Bug #17300
closedThe Fiber scheduler does not work with ConditionVariable
Description
When looking at replacing kernel_sleep by blocking, I found an independent bug.
ConditionVariable does not seem to work with the Fiber scheduler currently.
There is an existing test in https://github.com/ruby/ruby/blob/4f8d9b0db84c42c8d37f75de885de1c0a5cb542c/test/fiber/test_mutex.rb#L105-L140 on which I based this reproduction example.
The test should always have signalled==3, but the check is only > 1.
The test is also racy, as ConditionVariable#signal has no effect if no other Thread/Fiber is in ConditionVariable#wait.
Here is the reproduction, by default it runs without the scheduler. Pass it scheduler as an argument to use the test Scheduler.
I save the script under test/fiber for convenience.

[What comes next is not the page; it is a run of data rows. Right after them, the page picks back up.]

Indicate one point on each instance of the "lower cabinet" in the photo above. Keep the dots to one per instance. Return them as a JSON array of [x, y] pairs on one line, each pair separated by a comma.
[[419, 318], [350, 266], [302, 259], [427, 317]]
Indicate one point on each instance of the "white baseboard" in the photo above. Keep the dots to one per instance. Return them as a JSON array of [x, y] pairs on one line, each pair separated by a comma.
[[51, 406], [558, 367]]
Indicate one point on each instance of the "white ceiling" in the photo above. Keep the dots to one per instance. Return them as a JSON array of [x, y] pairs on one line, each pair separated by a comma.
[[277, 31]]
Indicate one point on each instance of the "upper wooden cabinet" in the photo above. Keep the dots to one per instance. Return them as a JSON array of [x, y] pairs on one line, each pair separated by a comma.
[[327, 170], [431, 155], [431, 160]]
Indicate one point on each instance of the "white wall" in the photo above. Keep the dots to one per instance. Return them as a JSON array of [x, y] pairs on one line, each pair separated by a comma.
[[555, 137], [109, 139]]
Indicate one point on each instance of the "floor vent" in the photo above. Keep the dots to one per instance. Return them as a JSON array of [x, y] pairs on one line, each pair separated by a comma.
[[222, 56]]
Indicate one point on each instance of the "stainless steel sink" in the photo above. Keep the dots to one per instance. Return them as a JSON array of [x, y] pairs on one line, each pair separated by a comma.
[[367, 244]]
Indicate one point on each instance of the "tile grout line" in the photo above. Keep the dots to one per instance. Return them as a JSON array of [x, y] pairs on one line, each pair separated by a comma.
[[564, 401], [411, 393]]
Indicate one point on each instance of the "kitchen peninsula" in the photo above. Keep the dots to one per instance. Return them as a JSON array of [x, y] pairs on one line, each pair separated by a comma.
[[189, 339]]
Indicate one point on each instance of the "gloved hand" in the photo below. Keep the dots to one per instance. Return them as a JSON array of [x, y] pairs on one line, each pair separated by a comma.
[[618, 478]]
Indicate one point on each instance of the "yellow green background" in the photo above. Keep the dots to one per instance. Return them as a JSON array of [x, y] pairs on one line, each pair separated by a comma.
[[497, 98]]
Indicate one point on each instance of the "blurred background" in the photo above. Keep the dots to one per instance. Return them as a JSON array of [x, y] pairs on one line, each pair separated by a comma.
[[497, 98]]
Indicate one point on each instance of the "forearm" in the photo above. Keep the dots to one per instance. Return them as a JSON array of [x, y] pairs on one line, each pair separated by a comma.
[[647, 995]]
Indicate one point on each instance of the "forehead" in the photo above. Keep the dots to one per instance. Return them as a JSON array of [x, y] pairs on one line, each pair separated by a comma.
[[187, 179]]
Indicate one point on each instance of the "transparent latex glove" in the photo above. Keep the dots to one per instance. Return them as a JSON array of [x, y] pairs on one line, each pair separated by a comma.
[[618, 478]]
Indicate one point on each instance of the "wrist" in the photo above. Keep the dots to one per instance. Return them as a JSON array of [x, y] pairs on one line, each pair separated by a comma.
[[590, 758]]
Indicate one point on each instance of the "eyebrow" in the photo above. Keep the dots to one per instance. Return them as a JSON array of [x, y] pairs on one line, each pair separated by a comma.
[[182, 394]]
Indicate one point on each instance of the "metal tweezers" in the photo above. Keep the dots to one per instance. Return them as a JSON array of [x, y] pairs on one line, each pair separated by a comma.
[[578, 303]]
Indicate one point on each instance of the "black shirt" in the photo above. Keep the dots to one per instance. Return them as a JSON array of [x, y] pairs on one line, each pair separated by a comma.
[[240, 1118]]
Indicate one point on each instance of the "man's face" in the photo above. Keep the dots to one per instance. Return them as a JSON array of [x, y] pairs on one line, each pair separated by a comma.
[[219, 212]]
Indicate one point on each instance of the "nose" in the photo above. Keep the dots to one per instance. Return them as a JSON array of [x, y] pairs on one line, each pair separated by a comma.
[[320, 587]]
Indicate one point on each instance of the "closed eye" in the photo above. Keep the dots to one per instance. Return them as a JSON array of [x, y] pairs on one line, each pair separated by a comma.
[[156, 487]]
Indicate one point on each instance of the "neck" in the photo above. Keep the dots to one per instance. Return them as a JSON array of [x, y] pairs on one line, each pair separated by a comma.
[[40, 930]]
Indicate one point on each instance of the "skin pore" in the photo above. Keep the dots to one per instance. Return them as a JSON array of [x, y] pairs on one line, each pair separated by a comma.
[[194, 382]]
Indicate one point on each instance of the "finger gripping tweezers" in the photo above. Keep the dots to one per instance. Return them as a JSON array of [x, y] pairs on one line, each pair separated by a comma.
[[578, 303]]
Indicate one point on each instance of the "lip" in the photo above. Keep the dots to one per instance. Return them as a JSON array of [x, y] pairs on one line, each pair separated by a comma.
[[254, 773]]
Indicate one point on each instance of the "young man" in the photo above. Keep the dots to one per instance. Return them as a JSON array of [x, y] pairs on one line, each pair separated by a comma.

require_relative 'scheduler'
USE_SCHEDULER = ARGV.delete('scheduler')
mutex = Mutex.new
condition = ConditionVariable.new
signalled = 0
q = Queue.new
a = Thread.new do
  Thread.current.scheduler = Scheduler.new if USE_SCHEDULER
  
  body = -> do
    mutex.synchronize do
      3.times do |i|
        q << :ready
        p [:wait, i]
        condition.wait(mutex)
        raise unless mutex.owned?
        signalled += 1
      end
    end
  end
  
  USE_SCHEDULER ? Fiber.schedule(&body) : body.call
end
b = Thread.new do
  Thread.current.scheduler = Scheduler.new if USE_SCHEDULER
  
  body = -> do
    puts "Thread 2 starting"
    3.times do |i|
      q.pop # Only acquire Mutex once the other thread is in wait
      puts "Thread 2 locking Mutex"
      mutex.synchronize do
        p [:signal, i]
        condition.signal
      end
      sleep 1 # 0.1
    end
  end
  
  USE_SCHEDULER ? Fiber.schedule(&body) : body.call
end
a.join
b.join
p signalled
$ ruby condvar2.rb          
Thread 2 starting
[:wait, 0]
Thread 2 locking Mutex
[:signal, 0]
[:wait, 1]
Thread 2 locking Mutex
[:signal, 1]
[:wait, 2]
Thread 2 locking Mutex
[:signal, 2]
3
ruby condvar2.rb scheduler
Thread 2 starting
Thread 2 locking Mutex
[:wait, 0]
[:signal, 0]
# hangs
        
           Updated by ioquatix (Samuel Williams) almost 5 years ago
          Updated by ioquatix (Samuel Williams) almost 5 years ago
          
          
        
        
      
      @Eregon (Benoit Daloze) thanks for this report, I will investigate it.
        
           Updated by ioquatix (Samuel Williams) almost 5 years ago
          Updated by ioquatix (Samuel Williams) almost 5 years ago
          
          
        
        
      
      It looks like memory corruption.
th_mutex = 0x55613ba19018
-> th_mutex = 0x8
Some how the mutex linked list ends up with Qnil... not sure how yet.
        
           Updated by ioquatix (Samuel Williams) almost 5 years ago
          Updated by ioquatix (Samuel Williams) almost 5 years ago
          
          
        
        
      
      Okay, I found an unrelated bug, and also the root cause. PR incoming.
        
           Updated by Eregon (Benoit Daloze) almost 5 years ago
          Updated by Eregon (Benoit Daloze) almost 5 years ago
          
          
        
        
      
      - Status changed from Open to Closed
Thanks for the quick fix.